Now, that said, you may very well need to learn to get comfortable with the uncomfortable silence that follows your short, clear, and succinct statement. Once you deliver your “No” statement, the most powerful thing you can do is say nothing. Let the silence that follows say it all.
And naturally, if this is new behavior for you, you might find that very awkward and uncomfortable, so again, practice when the stakes are low so that when the stakes are high, when it really matters, you can handle the discomfort without wavering. I promise you, this works.
For example, simply say “No” and let the uncomfortable silence be what it will be. Let your one-word answer, or again, the super short, succinct, clear, and simple statement land, and let the silence be what it is. Your job is to breathe, stay in your body, and hold on to yourself. You’re simply delivering information—nothing more and nothing less.
Remember, you’re approaching this like it’s a business transaction. You’re approaching it with that mindset: zero emotion in response to whatever the narcissist is throwing at you.

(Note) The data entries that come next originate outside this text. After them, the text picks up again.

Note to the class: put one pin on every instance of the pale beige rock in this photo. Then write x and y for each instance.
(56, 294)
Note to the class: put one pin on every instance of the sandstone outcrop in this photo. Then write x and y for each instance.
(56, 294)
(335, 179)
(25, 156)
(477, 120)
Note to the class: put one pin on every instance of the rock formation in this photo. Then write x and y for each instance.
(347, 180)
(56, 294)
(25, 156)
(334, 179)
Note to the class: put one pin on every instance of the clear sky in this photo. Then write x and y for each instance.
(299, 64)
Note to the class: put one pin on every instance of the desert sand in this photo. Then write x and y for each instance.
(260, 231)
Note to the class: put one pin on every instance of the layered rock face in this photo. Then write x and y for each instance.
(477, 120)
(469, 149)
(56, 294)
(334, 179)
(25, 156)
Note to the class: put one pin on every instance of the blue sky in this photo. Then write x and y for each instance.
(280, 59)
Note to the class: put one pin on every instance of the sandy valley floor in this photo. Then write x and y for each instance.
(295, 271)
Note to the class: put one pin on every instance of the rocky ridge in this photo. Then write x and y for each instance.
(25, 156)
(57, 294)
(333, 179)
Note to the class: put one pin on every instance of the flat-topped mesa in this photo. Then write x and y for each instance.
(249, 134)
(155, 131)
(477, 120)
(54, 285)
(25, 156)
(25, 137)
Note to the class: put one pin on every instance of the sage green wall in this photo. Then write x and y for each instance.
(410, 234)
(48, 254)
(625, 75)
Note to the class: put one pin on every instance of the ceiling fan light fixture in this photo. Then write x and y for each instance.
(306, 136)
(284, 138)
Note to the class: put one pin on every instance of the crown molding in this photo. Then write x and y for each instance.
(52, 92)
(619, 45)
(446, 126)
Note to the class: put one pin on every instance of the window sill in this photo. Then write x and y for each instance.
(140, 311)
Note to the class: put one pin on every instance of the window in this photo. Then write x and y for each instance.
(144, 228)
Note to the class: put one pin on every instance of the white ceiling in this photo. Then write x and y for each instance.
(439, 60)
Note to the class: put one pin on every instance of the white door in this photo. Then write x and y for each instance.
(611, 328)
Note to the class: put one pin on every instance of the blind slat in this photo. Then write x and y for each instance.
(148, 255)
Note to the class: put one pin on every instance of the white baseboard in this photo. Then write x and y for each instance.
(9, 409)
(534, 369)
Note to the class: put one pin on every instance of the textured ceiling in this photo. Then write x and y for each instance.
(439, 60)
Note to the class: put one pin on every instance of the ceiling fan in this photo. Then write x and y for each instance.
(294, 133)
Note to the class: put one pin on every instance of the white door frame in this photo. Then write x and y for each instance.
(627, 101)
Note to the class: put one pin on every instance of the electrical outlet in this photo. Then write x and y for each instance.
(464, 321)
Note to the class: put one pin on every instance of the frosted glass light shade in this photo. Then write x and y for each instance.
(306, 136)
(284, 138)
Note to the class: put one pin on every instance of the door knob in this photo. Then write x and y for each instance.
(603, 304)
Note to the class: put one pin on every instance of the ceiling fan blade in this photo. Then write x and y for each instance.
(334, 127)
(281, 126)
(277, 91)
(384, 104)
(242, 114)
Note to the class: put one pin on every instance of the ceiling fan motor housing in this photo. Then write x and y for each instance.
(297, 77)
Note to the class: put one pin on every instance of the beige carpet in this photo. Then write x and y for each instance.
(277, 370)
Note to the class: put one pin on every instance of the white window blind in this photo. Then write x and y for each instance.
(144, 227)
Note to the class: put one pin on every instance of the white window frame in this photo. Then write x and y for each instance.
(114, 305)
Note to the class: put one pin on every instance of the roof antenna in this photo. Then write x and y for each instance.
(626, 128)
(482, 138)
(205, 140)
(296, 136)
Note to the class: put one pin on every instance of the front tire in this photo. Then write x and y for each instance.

You can also say things like:
- “I see”
- “I hear you”
- “I understand”
- “I’ll let you know”
- “I’ll get back to you”
- “Let me see”
- “Let me think about it”
Again, short, succinct, clear, followed by silence. Used the right way, silence can be very powerful when dealing with someone who lands on the spectrum of destructive narcissism. Once you get past the discomfort, you’ll find that your silence will be far more powerful than anything you can say, so be sure to use it confidently—especially when dealing with a narcissist and especially when you’re looking to communicate as clearly as possible that you have zero power or influence over me, buddy. You’re wasting your time. I am not a good mark. This is not going to go well for you. I am not giving my power away today.